During development, you may want to use the torch-ttnn package for testing. In order to do that, you can install the torch-ttnn package in "editable" mode with

pip install -e .

Now, you can utilize torch_ttnn in your Python code. Any modifications you make to the torch_ttnn package will take effect immediately, eliminating the need for constant reinstallation via pip.

Build wheel file

For developers want to deploy the wheel, you can build the wheel file with

python -m build

Then you can upload the .whl file to the PyPI (Python Package Index).

Run transformer models

To run transformer model with ttnn backend, run:

PYTHONPATH="$TT_METAL_HOME:$(pwd)" python3 tools/run_transformers.py --model "phiyodr/bert-large-finetuned-squad2" --backend torch_ttnn

You can also substitute the backend with torch_stat to run a reference comparison.

Add a model test

If you want to record run time metrics for a model or test, include a Pytest fixture named record_property as a parameter and set the "model_name" key.
If you also want to compile the model with torch_ttnn backend, set the "torch_ttnn" key to a tuple in this order (model, test_inputs, outputs). "model_name" still needs to be set.

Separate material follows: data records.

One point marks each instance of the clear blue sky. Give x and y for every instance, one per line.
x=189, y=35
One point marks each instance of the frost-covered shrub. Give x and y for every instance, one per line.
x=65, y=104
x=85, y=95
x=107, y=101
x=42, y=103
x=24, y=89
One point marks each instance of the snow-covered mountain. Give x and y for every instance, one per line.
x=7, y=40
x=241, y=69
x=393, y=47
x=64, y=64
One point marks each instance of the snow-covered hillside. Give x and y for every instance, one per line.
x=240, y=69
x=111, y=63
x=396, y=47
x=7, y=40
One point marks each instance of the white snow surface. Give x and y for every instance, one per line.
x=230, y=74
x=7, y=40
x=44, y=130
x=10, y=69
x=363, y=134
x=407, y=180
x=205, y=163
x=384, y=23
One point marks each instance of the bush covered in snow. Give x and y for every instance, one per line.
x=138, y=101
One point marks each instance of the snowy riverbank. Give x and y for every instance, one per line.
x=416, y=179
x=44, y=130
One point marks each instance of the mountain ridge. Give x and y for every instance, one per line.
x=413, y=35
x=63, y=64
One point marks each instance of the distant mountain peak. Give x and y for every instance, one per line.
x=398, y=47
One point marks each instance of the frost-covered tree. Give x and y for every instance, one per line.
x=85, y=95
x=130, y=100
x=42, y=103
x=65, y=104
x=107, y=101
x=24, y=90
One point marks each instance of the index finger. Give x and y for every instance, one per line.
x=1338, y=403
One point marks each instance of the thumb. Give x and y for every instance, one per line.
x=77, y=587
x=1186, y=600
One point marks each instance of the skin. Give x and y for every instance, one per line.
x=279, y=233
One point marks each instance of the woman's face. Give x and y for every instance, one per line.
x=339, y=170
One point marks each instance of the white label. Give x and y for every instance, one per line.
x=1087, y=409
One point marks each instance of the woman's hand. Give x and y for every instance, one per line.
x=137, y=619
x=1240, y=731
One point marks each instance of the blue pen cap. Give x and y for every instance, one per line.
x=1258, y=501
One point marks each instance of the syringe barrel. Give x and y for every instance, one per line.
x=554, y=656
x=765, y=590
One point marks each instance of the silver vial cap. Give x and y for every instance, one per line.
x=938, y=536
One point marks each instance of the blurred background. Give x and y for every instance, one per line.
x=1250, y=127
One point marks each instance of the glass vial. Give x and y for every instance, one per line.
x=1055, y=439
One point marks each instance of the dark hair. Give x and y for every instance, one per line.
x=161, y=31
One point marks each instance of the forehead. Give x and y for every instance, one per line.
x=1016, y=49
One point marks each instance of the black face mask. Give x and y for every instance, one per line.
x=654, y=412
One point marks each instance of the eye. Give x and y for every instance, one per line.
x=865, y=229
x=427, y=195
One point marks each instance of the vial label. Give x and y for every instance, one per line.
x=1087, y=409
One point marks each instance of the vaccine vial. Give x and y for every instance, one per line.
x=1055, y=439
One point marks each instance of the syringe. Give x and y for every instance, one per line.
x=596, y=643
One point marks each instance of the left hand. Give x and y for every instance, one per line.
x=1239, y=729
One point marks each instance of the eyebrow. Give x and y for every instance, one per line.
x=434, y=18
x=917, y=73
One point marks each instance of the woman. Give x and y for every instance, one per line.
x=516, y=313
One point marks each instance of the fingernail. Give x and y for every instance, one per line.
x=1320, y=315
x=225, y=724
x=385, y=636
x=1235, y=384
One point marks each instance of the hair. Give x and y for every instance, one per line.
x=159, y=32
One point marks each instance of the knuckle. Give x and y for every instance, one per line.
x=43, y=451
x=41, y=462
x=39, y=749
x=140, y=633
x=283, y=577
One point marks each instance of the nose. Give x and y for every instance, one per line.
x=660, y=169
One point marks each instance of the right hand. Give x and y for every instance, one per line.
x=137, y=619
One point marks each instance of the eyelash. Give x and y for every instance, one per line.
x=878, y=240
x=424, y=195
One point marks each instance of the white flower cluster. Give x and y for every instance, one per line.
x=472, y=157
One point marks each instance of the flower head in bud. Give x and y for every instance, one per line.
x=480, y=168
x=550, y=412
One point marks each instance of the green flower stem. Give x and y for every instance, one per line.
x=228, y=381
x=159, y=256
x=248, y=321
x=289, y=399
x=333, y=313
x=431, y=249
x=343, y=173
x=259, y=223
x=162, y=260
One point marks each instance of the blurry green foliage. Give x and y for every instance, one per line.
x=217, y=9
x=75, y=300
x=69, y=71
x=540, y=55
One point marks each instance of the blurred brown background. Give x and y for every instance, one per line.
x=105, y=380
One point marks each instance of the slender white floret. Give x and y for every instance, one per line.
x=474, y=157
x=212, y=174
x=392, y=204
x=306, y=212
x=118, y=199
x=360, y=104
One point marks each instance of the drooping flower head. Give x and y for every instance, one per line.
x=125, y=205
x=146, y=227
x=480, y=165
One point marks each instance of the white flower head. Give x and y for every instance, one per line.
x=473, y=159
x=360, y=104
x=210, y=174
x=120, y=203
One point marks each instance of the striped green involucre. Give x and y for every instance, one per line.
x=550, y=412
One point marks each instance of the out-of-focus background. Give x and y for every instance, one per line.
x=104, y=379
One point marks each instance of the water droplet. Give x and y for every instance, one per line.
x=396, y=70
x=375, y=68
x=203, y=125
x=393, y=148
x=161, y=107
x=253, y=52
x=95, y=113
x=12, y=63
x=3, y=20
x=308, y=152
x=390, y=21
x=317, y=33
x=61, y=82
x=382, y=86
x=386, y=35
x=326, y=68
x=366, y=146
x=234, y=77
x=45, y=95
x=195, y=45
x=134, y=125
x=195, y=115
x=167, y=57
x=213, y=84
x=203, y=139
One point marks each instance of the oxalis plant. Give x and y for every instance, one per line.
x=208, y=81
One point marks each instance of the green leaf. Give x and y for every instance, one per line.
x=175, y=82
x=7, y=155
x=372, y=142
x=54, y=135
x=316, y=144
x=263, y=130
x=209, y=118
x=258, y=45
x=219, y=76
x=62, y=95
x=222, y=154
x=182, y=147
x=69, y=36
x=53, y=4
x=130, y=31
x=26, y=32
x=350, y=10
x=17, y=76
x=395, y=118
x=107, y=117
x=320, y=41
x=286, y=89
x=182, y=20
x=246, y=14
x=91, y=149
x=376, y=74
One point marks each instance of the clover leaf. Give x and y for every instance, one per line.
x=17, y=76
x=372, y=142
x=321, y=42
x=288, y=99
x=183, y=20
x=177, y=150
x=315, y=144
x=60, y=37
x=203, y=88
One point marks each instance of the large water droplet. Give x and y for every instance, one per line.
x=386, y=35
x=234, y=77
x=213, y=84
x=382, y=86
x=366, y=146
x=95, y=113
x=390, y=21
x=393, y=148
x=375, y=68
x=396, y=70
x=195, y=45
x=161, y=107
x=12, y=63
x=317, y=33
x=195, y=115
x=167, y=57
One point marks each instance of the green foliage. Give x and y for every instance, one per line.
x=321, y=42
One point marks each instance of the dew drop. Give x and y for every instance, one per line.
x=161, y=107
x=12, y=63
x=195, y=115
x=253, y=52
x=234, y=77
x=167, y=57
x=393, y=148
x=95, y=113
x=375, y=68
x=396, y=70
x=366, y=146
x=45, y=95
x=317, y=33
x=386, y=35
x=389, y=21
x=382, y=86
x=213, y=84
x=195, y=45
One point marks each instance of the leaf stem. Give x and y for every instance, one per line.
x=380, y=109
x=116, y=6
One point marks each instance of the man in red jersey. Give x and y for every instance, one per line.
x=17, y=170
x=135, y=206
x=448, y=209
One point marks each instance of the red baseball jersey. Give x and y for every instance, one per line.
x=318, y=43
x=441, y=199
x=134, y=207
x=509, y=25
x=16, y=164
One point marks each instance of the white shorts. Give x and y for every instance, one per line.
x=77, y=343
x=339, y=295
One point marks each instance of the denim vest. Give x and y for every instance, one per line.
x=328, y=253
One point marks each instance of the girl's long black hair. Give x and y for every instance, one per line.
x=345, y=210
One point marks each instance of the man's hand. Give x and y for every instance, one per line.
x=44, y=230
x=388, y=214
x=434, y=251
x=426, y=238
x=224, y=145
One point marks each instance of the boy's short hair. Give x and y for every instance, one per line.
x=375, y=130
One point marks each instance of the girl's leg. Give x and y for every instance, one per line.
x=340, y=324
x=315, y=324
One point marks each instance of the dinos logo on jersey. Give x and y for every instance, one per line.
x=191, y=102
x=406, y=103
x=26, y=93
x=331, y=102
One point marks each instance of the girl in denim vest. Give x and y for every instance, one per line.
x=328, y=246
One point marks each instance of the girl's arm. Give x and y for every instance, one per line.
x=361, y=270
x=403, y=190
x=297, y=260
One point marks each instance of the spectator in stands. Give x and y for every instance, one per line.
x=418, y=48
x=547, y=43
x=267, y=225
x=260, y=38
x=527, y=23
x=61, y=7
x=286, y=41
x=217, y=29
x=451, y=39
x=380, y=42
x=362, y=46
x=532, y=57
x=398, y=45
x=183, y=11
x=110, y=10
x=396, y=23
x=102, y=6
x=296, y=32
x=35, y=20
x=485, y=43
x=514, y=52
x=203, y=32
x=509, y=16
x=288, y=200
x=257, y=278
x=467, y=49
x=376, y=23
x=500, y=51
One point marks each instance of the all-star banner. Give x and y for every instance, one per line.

See the example code snippet below. torch.nn.Module models with generate method is supported.

def Model(torch.nn.Module):
    def forward(self, x):
        # ...
        return outputs

# Add compilation_xfail marker if torch/CPU runs, but compiled version is xfail
@pytest.mark.compilation_xfail
# Add "record_property" parameter
def test_model_name(record_property):
    # Should be set as early as possible
    record_property("model_name", "Model Name")

    model = Model()
    # ...
    outputs = model(test_input)
    # outputs = model(**test_inputs) # dictionary inputs are also supported
    # ...

    # Can be set once all three objects for the tuple are defined
    record_property("torch_ttnn", (model, test_input(s), outputs))

If model.generate(inputs) is used, pass in model.generate instead of model to record_property.